Molly Lester studies late antique and early medieval Europe, with a focus on the history of Christianity.
Molly is interested in debates about religious orthodoxy, Christian interpretations of the relationship between religious practice and belief, and early medieval compilation and implementation of canon law. Her dissertation, "The Word as Lived: The Practice of Orthodoxy in Visigothic Iberia, 540-700," traces attempts to define and actualize Christian orthodoxy throughout the shifting religious landscape of sixth- and seventh-century Visigothic Iberia. Using diverse sources such as church councils, theological and pastoral texts, and liturgy, she explores Visigothic Christian anxieties about worship and moral living, first in the face of rival 'heretical' groups and later in debates over divergent practice within the 'orthodox' community. Emphasizing that practice was regarded as a dynamic part of being a religious individual, she considers how people attempted to use religious practice to organize and govern their communities according to their ideas of religious orthodoxy.

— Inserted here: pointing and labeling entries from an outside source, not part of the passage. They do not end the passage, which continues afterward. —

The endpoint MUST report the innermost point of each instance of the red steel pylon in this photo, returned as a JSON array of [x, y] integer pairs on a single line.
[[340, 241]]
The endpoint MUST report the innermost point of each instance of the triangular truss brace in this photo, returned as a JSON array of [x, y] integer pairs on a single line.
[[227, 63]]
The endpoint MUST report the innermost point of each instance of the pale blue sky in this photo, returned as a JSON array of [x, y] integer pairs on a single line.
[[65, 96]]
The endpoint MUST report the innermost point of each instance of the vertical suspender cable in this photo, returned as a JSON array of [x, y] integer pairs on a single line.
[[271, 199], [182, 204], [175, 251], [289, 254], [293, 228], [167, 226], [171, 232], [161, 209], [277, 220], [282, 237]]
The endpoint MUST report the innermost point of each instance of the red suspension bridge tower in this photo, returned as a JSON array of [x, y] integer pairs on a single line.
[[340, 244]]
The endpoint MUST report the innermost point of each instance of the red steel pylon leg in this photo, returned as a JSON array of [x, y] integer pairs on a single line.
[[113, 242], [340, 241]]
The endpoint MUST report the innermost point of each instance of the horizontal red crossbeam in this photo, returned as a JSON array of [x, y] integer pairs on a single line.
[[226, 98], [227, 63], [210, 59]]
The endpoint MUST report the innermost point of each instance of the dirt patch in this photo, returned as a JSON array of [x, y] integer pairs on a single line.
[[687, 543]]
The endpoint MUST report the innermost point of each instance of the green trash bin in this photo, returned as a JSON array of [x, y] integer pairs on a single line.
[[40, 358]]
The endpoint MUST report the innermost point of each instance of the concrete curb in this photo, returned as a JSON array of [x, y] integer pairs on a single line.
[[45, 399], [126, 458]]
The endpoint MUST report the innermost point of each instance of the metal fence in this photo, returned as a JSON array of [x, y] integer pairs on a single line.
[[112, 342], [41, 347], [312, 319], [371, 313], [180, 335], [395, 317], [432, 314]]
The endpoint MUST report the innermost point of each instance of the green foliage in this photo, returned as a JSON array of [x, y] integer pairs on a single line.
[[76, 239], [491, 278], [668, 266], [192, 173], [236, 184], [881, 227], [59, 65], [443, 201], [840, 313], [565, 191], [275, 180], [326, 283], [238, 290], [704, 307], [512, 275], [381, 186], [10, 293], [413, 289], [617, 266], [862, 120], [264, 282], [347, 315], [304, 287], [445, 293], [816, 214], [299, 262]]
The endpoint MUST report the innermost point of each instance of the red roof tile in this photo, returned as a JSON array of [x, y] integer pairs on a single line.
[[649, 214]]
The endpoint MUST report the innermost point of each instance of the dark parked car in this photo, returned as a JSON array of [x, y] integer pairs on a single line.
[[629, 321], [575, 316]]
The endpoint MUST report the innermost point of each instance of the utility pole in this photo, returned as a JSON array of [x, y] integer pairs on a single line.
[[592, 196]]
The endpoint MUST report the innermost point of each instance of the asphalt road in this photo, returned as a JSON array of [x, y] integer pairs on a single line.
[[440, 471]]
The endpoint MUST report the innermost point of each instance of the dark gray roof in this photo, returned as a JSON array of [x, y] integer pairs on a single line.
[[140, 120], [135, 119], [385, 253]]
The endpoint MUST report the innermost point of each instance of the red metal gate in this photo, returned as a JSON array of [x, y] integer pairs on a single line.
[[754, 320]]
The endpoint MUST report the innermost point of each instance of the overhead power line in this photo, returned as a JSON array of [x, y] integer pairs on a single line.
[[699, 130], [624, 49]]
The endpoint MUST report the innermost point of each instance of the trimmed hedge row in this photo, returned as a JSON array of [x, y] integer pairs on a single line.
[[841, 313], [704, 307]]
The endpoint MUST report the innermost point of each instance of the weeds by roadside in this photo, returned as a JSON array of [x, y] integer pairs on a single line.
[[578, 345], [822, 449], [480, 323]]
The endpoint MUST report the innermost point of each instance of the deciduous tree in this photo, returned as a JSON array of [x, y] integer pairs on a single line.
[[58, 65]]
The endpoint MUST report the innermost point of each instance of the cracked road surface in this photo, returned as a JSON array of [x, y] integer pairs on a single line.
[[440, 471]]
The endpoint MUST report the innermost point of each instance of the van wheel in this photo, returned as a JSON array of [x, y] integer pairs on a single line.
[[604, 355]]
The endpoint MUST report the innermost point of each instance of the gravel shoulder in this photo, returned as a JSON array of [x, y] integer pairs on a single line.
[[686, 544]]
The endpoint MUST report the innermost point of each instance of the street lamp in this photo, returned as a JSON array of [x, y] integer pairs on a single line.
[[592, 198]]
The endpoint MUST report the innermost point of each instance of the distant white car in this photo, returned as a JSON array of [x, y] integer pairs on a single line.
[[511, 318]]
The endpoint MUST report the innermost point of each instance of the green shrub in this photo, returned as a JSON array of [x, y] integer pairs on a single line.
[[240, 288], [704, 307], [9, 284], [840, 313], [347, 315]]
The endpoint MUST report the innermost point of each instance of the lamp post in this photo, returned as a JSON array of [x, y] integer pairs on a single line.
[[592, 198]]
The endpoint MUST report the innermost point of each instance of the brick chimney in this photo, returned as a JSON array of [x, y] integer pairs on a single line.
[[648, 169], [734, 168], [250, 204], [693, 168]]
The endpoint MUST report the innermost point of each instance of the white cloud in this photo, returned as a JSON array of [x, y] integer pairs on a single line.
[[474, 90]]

Molly has completed general examination fields in Early Medieval Europe, the High Middle Ages, and Mediterranean Christianity 300-700. She has been a teaching assistant for HIS 211: Europe from Antiquity to 1600, and HIS 343: The Civilization of the Early Middle Ages. Her article, "The Ties that Bind: Diagnosing Social Crisis in Julian of Toledo's Historia Wambae," will be appearing in Historiographies of Identity: Post-Roman Multiplicity and New Political Identities, ed. by Helmut Reimitz and Gerda Heydemann (forthcoming). Molly received a B.A. in History and Anthropology, with a minor in Latin American literature, from the University of Florida in 2010.